PyG 集成：采样和导出

此 Jupyter Notebook 托管在 Neo4j 图数据科学客户端 Github 仓库的此处。

有关此 Notebook 的视频演示，请参阅在 NODES 2022 会议上发表的演讲使用图数据科学采样和 Python 客户端集成进行大规模 GNN。

此 Notebook 示例说明了如何使用 graphdatascience 和 PyTorch Geometric (PyG) Python 库来：

将 CORA 数据集直接导入 GDS
使用 GDS 带重启的随机游走算法对 CORA 的一部分进行采样
在客户端导出 CORA 样本
在 CORA 样本上定义和训练图卷积神经网络 (GCN)
在测试集上评估 GCN

1. 先决条件

运行此 Notebook 需要安装了最新 GDS 版本 (2.5+) 的 Neo4j 服务器。我们建议使用带有 GDS 的 Neo4j Desktop 或 AuraDS。

当然，还需要以下 Python 库：

graphdatascience（安装说明请参阅文档）
PyG（安装说明请参阅PyG 文档）

2. 设置

我们首先导入依赖项并设置 GDS 客户端与数据库的连接。

或者，您可以使用Aura 图分析无服务器并跳过下面的整个设置部分。

# Install necessary dependencies
%pip install graphdatascience torch torch_scatter torch_sparse torch_geometric

import os
import random

import numpy as np
import torch
import torch.nn.functional as F
from torch_geometric.data import Data
from torch_geometric.nn import GCNConv
from torch_geometric.transforms import RandomNodeSplit

from graphdatascience import GraphDataScience

# Set seeds for consistent results
random.seed(42)
np.random.seed(42)
torch.manual_seed(42)
torch.cuda.manual_seed_all(42)

# Get Neo4j DB URI, credentials and name from environment if applicable
NEO4J_URI = os.environ.get("NEO4J_URI", "bolt://:7687")
NEO4J_AUTH = None
NEO4J_DB = os.environ.get("NEO4J_DB", "neo4j")
if os.environ.get("NEO4J_USER") and os.environ.get("NEO4J_PASSWORD"):
    NEO4J_AUTH = (
        os.environ.get("NEO4J_USER"),
        os.environ.get("NEO4J_PASSWORD"),
    )
gds = GraphDataScience(NEO4J_URI, auth=NEO4J_AUTH, database=NEO4J_DB)

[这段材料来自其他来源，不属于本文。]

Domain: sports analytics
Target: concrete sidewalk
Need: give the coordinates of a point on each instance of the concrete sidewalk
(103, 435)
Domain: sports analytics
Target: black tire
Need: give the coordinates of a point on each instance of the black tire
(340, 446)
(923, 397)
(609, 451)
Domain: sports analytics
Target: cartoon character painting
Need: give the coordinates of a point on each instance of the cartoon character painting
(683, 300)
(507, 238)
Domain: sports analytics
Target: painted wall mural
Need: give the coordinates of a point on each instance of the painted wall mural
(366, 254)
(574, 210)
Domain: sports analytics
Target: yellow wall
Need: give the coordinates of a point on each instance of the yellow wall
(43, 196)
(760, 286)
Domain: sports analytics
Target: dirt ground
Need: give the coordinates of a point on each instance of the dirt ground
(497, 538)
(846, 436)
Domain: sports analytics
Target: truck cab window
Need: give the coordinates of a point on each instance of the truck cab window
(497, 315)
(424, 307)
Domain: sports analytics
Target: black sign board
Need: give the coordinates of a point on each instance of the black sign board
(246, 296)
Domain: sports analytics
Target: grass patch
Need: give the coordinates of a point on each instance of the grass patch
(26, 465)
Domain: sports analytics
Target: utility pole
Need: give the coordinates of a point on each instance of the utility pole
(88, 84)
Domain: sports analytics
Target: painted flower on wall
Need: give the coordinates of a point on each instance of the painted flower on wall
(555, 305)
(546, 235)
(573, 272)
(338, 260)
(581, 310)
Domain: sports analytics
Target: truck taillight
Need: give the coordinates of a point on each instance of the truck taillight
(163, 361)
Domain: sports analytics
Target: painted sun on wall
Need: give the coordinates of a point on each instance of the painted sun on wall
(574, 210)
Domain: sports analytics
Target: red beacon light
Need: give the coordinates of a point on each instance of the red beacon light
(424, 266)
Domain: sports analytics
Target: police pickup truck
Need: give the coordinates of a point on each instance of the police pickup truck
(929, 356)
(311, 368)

from graphdatascience import ServerVersion

assert gds.server_version() >= ServerVersion(2, 5, 0)

3. 采样 CORA

接下来，我们使用内置的 CORA 加载器将数据导入 GDS。然后我们将对其进行采样，以获得一个较小的图用于训练。在实际场景中，我们可能会从 Neo4j 数据库而不是直接投影数据到 GDS 中。

G = gds.graph.load_cora()

# Let's make sure we constructed the correct graph
print(f"Metadata for our loaded Cora graph `G`: {G}")
print(f"Node labels present in `G`: {G.node_labels()}")

看起来是正确的！现在我们继续采样图。

# We use the random walk with restarts sampling algorithm with default values
G_sample, _ = gds.graph.sample.rwr("cora_sample", G, randomSeed=42, concurrency=1)

# We should have somewhere around 0.15 * 2708 ~ 406 nodes in our sample
print(f"Number of nodes in our sample: {G_sample.node_count()}")

# And let's see how many relationships we got
print(f"Number of relationships in our sample: {G_sample.relationship_count()}")

4. 导出采样的 CORA

现在我们可以导出训练模型所需的采样图的拓扑结构和节点属性。

# Get the relationship data from our sample
sample_topology_df = gds.graph.relationships.stream(G_sample)

# Let's see what we got:
display(sample_topology_df)

我们得到了正确的行数，每行对应一个预期关系。然而，节点 ID 相当大，而 PyG 期望从零开始的连续 ID。现在我们将开始处理包含关系的数据结构，直到 PyG 可以使用它。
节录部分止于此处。